Workplace Relations Minister Iain Lees-Galloway says New Zealand needs a high-skill, high-wage economy and accepts that some businesses will not survive some of its policy changes.
Speaking on TVNZ 1's Q+A this morning, Mr Lees-Galloway told Corin Dann he wanted to see union membership among workers increase, but the government would not opt for compulsory membership in the Employment Relations Amendment Bill.
"The evidence is very, very strong from around the world that where industries have high union density, where people are covered by collective agreements, their wages rise much faster than the rate of inflation," said Mr Lees-Galloway.
He accepted that some businesses would not be able to operate under its plans and he said the change would be implemented with enough time for businesses to choose whether they could continue.
"Operating in a global market means that businesses need to be resilient. They need to be able to work with the different market forces," he said.
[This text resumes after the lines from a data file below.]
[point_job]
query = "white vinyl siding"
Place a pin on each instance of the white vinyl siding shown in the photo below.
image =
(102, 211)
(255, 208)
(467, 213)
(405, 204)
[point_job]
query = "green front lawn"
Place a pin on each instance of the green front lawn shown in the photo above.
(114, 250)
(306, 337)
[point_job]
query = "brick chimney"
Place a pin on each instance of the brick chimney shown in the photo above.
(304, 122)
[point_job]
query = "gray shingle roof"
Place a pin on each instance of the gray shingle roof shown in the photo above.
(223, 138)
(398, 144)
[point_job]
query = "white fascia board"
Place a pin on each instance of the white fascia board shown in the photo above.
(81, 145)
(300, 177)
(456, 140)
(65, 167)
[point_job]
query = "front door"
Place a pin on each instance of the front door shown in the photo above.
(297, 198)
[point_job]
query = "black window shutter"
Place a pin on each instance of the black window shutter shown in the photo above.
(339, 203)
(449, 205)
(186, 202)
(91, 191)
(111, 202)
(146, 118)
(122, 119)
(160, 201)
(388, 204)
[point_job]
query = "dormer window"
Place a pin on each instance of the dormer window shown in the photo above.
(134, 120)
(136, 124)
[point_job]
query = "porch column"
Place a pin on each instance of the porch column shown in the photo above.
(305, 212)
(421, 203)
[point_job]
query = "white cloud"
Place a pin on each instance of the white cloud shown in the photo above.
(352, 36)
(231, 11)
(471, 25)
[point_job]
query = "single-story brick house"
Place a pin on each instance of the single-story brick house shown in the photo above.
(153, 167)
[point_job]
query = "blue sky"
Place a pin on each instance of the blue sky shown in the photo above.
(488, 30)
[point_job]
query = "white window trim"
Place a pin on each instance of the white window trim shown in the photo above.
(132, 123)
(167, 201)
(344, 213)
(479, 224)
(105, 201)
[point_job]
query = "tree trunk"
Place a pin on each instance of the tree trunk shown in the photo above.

"What we as a government have to do is make sure there is an environment in which new businesses can develop; new jobs can be created; and as thing change for people, new opportunities become available for them."
Mr Lees-Galloway also argued that planned changes to the minimum wage in New Zealand should not be a detriment to strong Kiwi businesses, and if they are then the businesses aren't resilient enough.
"If a small change to the minimum wage is going to be that detrimental to them then they don't sound resilient," Iain Lees-Galloway said.
"What we have to do is signal to businesses, as we have done, what our plans are for the minimum wage and for our other industrial law changes."
National spokesperson for workplace relations Scott Simpson issued a statement in response to Mr Lees-Galloway's comments on Q+A today.
"Workplace Relations Minister Iain Lees Galloway’s gob-smacking high-handed attitude to small and medium sized Kiwi businesses on TVNZ’s Q&A this morning will do nothing to boost sagging business confidence or employment and wage growth," Mr Simpson said.
"It's the height of arrogance to say that Kiwi businesses don’t know what they are doing if they struggle to cope with some of the highest minimum pay rates in the world. Mr Lees Galloway writes them off by saying businesses 'come and go'."
The Employment Relations Amendment Bill is before Parliamentary Select Committee.